200 days ago on the 20th June, 4 days before Brexit, I left my fulltime, well paid permanent job as a Civil Servant.
I’d spent almost six years working for the Department for International Development, with inspiring people in the UK, Sudan and Pakistan. As I was leaving the main comments I would get were along the lines of
‘you’re so brave’ and ‘I couldn’t do what your doing’
However, that wasn’t how I felt inside, I was petrified, my internal monologue was all about, would anyone employ me, could I make it as a consultant, would I be able to pay my mortgage, would I be coming back begging for a job in six months, did I have any skills outside of the Civil Service Bureaucracy and it went on and on.
There was research released the week I left that suggested that a quarter of girls wouldn’t describe themselves as brave and that 40% of girls were afraid of taking risks. Which forced me question my stock response to people which was
‘well you could say brave, I think it’s probably stupid!’
In the last 200 days, I’ve tried to own the brave label more, its been hard and there’s definitely been days where I’ve thought about crawling back to DFID with my tail between my legs, or days where I’ve wanted to stay in bed with the duvet over my head and never leave the house again. But I’ve done neither and survived. (well with maybe a few duvet days along the way)
There are lots of points where I’ve definitely not felt brave, but have tried to face the fear and do it anyway.

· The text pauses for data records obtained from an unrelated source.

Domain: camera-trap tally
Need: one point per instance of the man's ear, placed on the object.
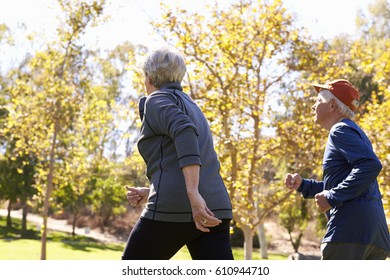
(332, 105)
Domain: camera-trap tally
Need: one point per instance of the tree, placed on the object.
(47, 96)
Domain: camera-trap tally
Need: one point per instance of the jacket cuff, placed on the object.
(332, 200)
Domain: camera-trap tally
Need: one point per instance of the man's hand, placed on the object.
(292, 181)
(322, 202)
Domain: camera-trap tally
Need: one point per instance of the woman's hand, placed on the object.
(137, 196)
(202, 215)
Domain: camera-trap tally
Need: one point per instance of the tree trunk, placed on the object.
(23, 231)
(74, 224)
(263, 242)
(9, 219)
(248, 243)
(48, 190)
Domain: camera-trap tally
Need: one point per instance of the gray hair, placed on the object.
(163, 66)
(342, 108)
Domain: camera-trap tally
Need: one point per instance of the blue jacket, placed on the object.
(350, 171)
(174, 134)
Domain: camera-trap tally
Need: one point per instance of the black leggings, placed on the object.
(156, 240)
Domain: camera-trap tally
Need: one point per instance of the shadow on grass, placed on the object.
(77, 243)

Following transport disasters, I chose to cycle 40 miles across Mull in the torrential rain, I saw some awesome rainbows and had a beautiful campsite on a secluded beach.
I took on the interim CEO role at the British Youth Council as my first consultancy role, I needed to show my leadership and confidence for the organisation, when internally I was scared and felt like my personal life was falling apart. I came out the other side, having worked with an amazing staff team and board to start the organisation on a new era of its work where I know it will go on to make sure young people are heard in decisions that affect their lives.

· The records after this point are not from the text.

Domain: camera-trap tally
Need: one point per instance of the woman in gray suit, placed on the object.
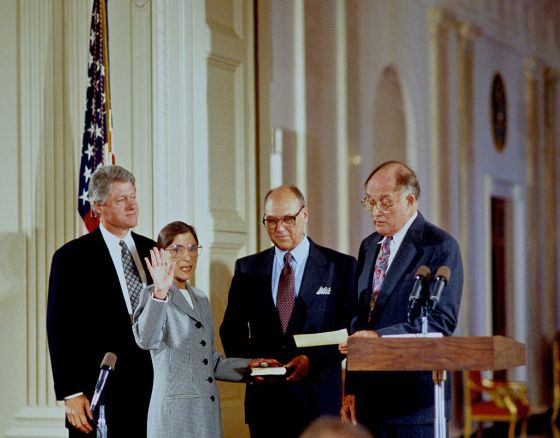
(174, 321)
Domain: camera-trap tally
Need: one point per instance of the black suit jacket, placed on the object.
(251, 328)
(412, 393)
(86, 318)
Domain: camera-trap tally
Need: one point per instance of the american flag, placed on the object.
(96, 142)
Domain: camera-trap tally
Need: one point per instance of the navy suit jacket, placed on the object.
(412, 399)
(251, 328)
(86, 318)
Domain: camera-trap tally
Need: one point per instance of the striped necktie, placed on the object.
(131, 276)
(379, 273)
(286, 292)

I decided I needed to stop talking about Social Enterprise and actually start on that journey and with the help of the Melting Pot I pitched and got a place on the Good Ideas Class of 2017 to help me develop a Cooperative Care model through Social Innovation. I almost didn’t turn up to the first weekend, I wasn’t sure I had a good enough idea or the personal resilience to take it through but instead I became part of a tribe of inspiring people. I know over the next year we’ll all feel the fear and support each other through it.
So whilst I’ve got grand plans for 2017, my biggest focus is about being more confident in my own abilities, trying to feel less scared and remembering to embrace the fear and that good things come from those terrifying moments.
This blog is also on www.medium.com and is part of my challenge of embracing the fear, I’m dyslexic and scared that my writing isn’t good enough to be published!